After you hit the button to pull out an investigation tool, Ethan pulls out the necessary item and then you and him get to work. This can involve searching for evidence right in front of Ethan, like fingerprints or a fatal wound on a murder victim. Or it can involve tracking a trail and following it to Ethan’s next destination, as part of his search. Enemies can interrupt and Ethan may need to defend himself too, which keeps tensions high and creates the right vibe. You as the player know this as well and so even if an enemy doesn’t interrupt Ethan, you still know it is possible and could happen.
Combat is primarily accomplished with blunt objects, like drainpipes, fire axes, or even a mannequin arm. Ethan just uses whatever he can find to stay alive. Condemned centers around staying alive with whatever you can find while the search for clues, suspects, and clarity continues. Ethan sometimes will find guns and these can be used until the ammo is spent. These are sometimes found in the environment or can be picked up from a slain enemy. Combat with gun wielding enemes is especially stressful because not only are you bringing a sledgehammer or a 2 x 4 to a gun fight, but Ethan also needs to take them out quickly so there’s ammo left to use. Ethan doesn’t have his own weapon because by the end of the first investigation, he’s no longer an SCU agent. He’s a fugitive with almost no support or resources.
The suspect gets Ethan’s gun, kills his partners, and leaves it on the ground with nothing but Ethan’s fingerprints remaining on its grip. Ethan is left to live as the killer reveals they both have similar goals. This doesn’t make sense to anyone, including Ethan and the player. But there’s no time to find out or process the information. The killer flees after shoving Ethan out of a window.
Ethan regains consciousness in his apartment with a friend of his father’s by his side. Malcom Vanhorn informs Ethan the SCU believes he killed the officers since his gun and fingerprints were the only evidence at the murder scene. Malcom lets Ethan know he will stall the SCU while he escapes so he can attempt to prove his innocence.
No mask on these monsters
Condemned‘s story is engaging. It’s stressful. Ethan’s journey is captivating and filled with dread while he chases the killer and investigates the dead left in their wake. It culminates into an experience that’s mostly satisfying. It isn’t perfect but it’s gripping and unnerving regardless. Ethan runs through several locations and is able to continue to gather evidence and search for information on the killer and their goals. He very quickly learns the killer hunts after other serial killers, giving weight and meaning to his cryptic comment during their first encounter.
Ethan is able to continue his investigation with access to helpful resources and information thanks to Rosa Angel.
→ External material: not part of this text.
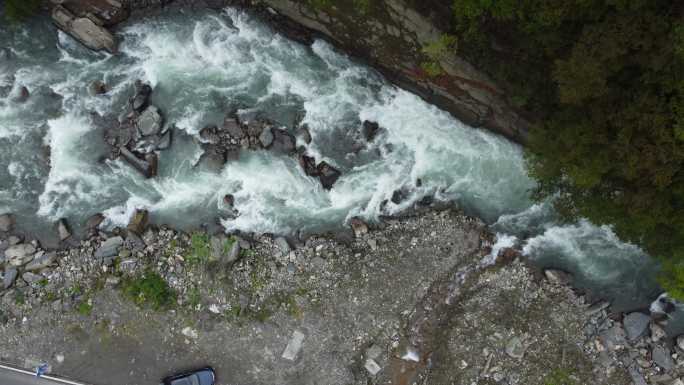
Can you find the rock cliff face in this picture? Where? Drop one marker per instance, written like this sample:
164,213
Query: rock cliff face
406,44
She is the only one that believes Ethan’s innocent and so she continues to act as his laboratory assistant. She has to do so quietly and can’t access everything they need sometimes. He’s still a fugitive and wanted for murder. This restriction adds to everything though. It amplifies the storytelling. Horror benefits from tight circumstances and isolation. Ethan only has himself and Rosa. Vanhorn may be an ally but he’s not with Ethan and it’s hard to tell if he can be trusted completely.
Ethan’s sanity is tested throughout the tale. Sometimes it isn’t clear if something is there or if it’s just crawling in the back of Ethan’s mind. It also doesn’t matter. You don’t need to ask yourself if it’s really there. You’re Ethan. If there’s a threat to Ethan then it’s a threat to the player. He may sometimes be an unreliable narrator and storytelling vehicle but you’re a passenger regardless.
Condemned is a classic horror title, up there with Silent Hill, Resident Evil, and Eternal Darkness: Sanity’s Requiem. It doesn’t get everything right but it gets enough right while painting the experience in a dreadful and almost hopeless ambiance. But with assiduousness from the player and Ethan, survival is within reach and Ethan’s name can be cleared, like the path in front of his flashlight in the abandoned hallways of this cruel and indifferent world.
Condemned: Criminal Origins is available on Xbox 360 and PC. It’s fully playable on Xbox One and Xbox Series X|S through backward compatibility. It can still be purchased digitally on Xbox and PC for $19.99.